Encouragingly, it appears those legal efforts are working. According to a 2022 poll conducted by AHIP, an overwhelming majority of respondents said they were satisfied with their mental health coverage.

The poll also found the following:

  • Three in four insured Americans (73%) said they found it easy to get the mental health support they needed. In addition, 32% reported that finding care was “very easy,” with only 6% reporting that finding care was “very difficult.”
  • Nine in 10 (91%) reported satisfaction with the mental health support they received, with half (49%) saying they were very satisfied.
  • Four in 10 insured Americans (38%) were able to find a mental health professional and start getting support within a week or two, while another 3 in 10 (29%) were able to begin receiving help within 30 days.
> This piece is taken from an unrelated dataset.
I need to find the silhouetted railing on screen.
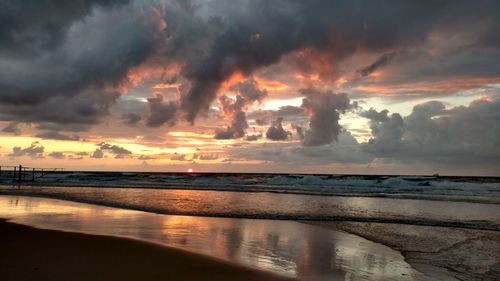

One in 10 (11%) needed to wait six months or more, while 4% sought care but never received it.
  • Six in 10 insured Americans (60%) said their mental health support was fully covered by insurance, while another 3 in 10 (33%) noted that their mental health support was partially covered. Only 3% reported their care was not covered.
  • Individual counseling or therapy in a health care professional’s office was the most frequently used service (56%). Counseling or therapy through telehealth was second (38%).

If you have questions about what your insurance plan covers in the mental health realm, consult with your HR representative or insurance provider.

Other consideration factors

There are several other elements that bear checking out before you make the decision to check in to a specific facility or program.

Familial support plays a huge role in positive mental health outcomes. See if your preferred programs offer opportunities for family therapy and education, as well as support for caregivers and loved ones. Patients will benefit from a supportive environment and a safe and welcoming atmosphere.

Look for a behavioral health program that believes in an individualized treatment plan with an approach tailored to assessment findings and clear, achievable target goals with flexibility to adapt the plan according to your progress.

You should also search for a program that offers ongoing monitoring and follow-up, as well as support for transitions between different levels of care.

Recognizing the need for behavioral health care is a big step. When choosing which program is the best fit, be sure to consider each program’s specialties, ask the questions that will get you the information you need to make the best decision, confirm your insurance treatment options and consider additional program options.

Doug Fox is a project manager at Fullcast, a Silicon Slopes-based end-to-end RevOps platform that allows companies to design, manage and track the performance of their revenue-generating teams.